Alors la famille se retrouve à la fin autour de la table qui pourrait être celle de la Cène.

 

Introduction musicale à Parsifal

L’idée de base de Parsifal est la symétrie des 3 actes. Les Ier et 3ième actes se reflètent et le second vient comme un grand contraste aux deux autres.
Puis dans chacun de ces actes se crée une opposition entre la musique diatonique et la musique chromatique.

Ainsi la musique diatonique, utilisée pour les mélodies les plus simples, se distingue par la clarté de son harmonie alors que la musique chromatique utilise les ½ tons ce qui crée une très grande tension dans l’harmonie classique.

Le chromatisme caractérise par exemple  Klingsor, Kundry, la magie ou bien la douleur d’Amfortas.
La musique de Parsifal, jeune garçon innocent (sauf à la fin lorsqu’il devient roi où la musique est naturellement chromatique), les thèmes liés au Graal,  tout ce qui relève de la foi et qui est beau sont de nature diatonique.
Ce dualisme très simple est donc pris comme point de départ.

Mais ce n’est pas aussi clair car tous ces personnages ont des histoires qui reprennent les motifs des autres, et les thèmes se modifient.
Avec ces leitmotive, l’art de Wagner est d’introduire le thème de la transformation.

L’opéra commence alors sur le motif du Graal (Mendelssohn l’utilise dans la 5ième symphonie avec l’amen de Dresde), puis enchaîne avec le motif de la foi présenté dans l’appel du matin.
Les chevaliers parcourent la forêt et de loin entendent ce thème.

Avec Kundry, la musique devient très agitée, motif de la chevauchée suivi de celui de Kundry qui est un motif descendant.
Le motif le plus chromatique dans le premier acte et celui de Klingsor, qui n’est pas présent mais est présenté par Gurnemanz dans son grand récit.

Et c’est à partir du second acte que Wagner apparaît vraiment comme l’élève de Ludwig van Beethoven car dans son développement tous les thèmes sont repris puis déconstruits et combinés les uns avec les autres. Enfin le  3ième acte est une reprise du Ier (à l’instar de la 5ième symphonie de Beethoven) où tous les motifs reviennent mais un peu modifiés.

C’est Alban Berg qui a vu tout cela chez Wagner et qui a poussé à l’extrême cette technique dans Wozzeck en construisant des scènes comme une symphonie.

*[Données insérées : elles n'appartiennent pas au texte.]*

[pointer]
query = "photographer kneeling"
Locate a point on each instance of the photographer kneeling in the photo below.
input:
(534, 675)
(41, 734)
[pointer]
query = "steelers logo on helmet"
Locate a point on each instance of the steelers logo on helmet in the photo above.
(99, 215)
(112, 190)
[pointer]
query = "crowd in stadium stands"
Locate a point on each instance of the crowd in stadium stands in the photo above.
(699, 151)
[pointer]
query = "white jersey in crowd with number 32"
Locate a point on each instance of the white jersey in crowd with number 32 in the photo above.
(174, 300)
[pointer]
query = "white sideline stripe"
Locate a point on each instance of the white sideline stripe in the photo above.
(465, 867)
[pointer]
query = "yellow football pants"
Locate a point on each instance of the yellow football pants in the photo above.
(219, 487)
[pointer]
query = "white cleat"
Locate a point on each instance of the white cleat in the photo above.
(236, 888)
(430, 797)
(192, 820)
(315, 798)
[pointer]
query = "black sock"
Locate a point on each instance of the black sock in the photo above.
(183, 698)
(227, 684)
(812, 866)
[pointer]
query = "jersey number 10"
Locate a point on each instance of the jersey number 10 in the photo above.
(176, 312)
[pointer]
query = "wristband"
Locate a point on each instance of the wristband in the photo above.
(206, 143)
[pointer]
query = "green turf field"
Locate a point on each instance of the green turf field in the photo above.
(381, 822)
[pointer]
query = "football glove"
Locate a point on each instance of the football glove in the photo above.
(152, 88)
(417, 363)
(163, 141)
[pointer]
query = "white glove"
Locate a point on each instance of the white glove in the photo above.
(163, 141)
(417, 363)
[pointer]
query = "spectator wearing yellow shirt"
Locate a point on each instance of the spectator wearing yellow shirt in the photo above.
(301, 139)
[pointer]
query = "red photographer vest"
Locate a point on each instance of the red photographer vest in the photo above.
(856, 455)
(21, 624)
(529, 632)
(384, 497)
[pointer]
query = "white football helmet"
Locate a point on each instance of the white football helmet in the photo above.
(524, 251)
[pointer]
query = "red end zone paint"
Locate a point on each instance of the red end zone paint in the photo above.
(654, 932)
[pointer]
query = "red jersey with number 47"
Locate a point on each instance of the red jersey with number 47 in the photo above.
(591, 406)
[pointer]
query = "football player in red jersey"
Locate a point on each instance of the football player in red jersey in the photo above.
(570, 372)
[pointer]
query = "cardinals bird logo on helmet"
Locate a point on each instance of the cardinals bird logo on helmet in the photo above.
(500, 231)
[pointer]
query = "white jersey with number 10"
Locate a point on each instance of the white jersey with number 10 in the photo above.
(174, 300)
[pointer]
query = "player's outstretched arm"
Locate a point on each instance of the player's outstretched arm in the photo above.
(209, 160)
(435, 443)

Le philosophe allemand Arthur Schopenhauer disait que la musique est incapable d’exprimer le paradoxe, l’ambiguïté, et qu'elle ne peut qu'exprimer l’émotion pure.
Pourtant dans le second acte, les motifs du Graal diatoniques apparaissent dans un contexte chromatique et c’est tout cela qui crée une ambiguïté.

Wagner réussit donc à exprimer l’ambivalence du personnage de Kundry : d’abord les motifs sont présentés dans une pensée très claire et à la fin on ne sait plus ce que ces motifs veulent dire.